There were a few other teachers getting their rooms ready today. Another thing I learned: teachers play Lord of the Flies too, scavenging for desperately-needed desks, chairs, and shelves. We spent a lot of time roaming the hallways, searching for furniture that the custodians hadn't either put into classrooms or storage yet. Apparently sometimes furniture that's not really up for grabs gets taken, and then teachers become paranoid about which peer of theirs stole their property. That can't be a good way to start the school year.

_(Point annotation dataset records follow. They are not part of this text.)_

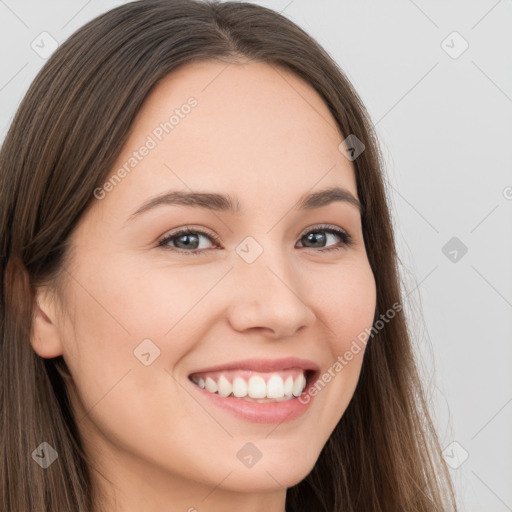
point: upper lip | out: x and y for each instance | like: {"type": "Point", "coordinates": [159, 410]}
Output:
{"type": "Point", "coordinates": [262, 365]}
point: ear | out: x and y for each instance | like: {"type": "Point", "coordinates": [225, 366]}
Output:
{"type": "Point", "coordinates": [45, 336]}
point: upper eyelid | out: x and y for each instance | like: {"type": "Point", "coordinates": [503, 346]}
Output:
{"type": "Point", "coordinates": [215, 238]}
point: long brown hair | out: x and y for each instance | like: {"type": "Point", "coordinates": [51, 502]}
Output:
{"type": "Point", "coordinates": [384, 454]}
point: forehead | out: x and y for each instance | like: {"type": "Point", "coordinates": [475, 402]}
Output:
{"type": "Point", "coordinates": [255, 131]}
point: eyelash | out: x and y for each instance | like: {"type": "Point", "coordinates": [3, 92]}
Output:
{"type": "Point", "coordinates": [345, 237]}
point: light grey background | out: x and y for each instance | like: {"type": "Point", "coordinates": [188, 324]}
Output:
{"type": "Point", "coordinates": [444, 121]}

It was all kind of fascinating.

Saturday, September 02, 2006

When You're Good to Mama

Listening to the Chicago soundtrack while cleaning and doing household chores, and I just realized there's a possible anachronism, depending on whether or not the film takes place in a specific year.
Come on, babe / We're gonna brush the sky
I bet you lucky Lindy / Never flew so high
'Cause in the stratosphere / How could he lend an ear
to all that Jazz?
Lindbergh made his famous transatlantic flight in mid-1927 (and afterwards, of course, the Lindy Hop became the dance craze of '27.) Anyways, that only leaves less than 2 and a half years for the Chicago storyline to take place. Not that it necessarily matters. I'm just particularly nitpicky about things like that. Since I don't own the movie, I don't know if it flashes "Chicago, the 1920s" or "Chicago, the Roaring Twenties" (as a rule, I hate generalizations like that but tend to excuse them if it's the '20s unless they reference something specific). Oh well. It's still an amazing film and soundtrack.

On another tangent, the post-'20s obsession with the '20s is a field in and of itself. Since I devoted a year of my life to studying the '20s, I also love cultural pats on the back like Chicago and Singin' in the Rain.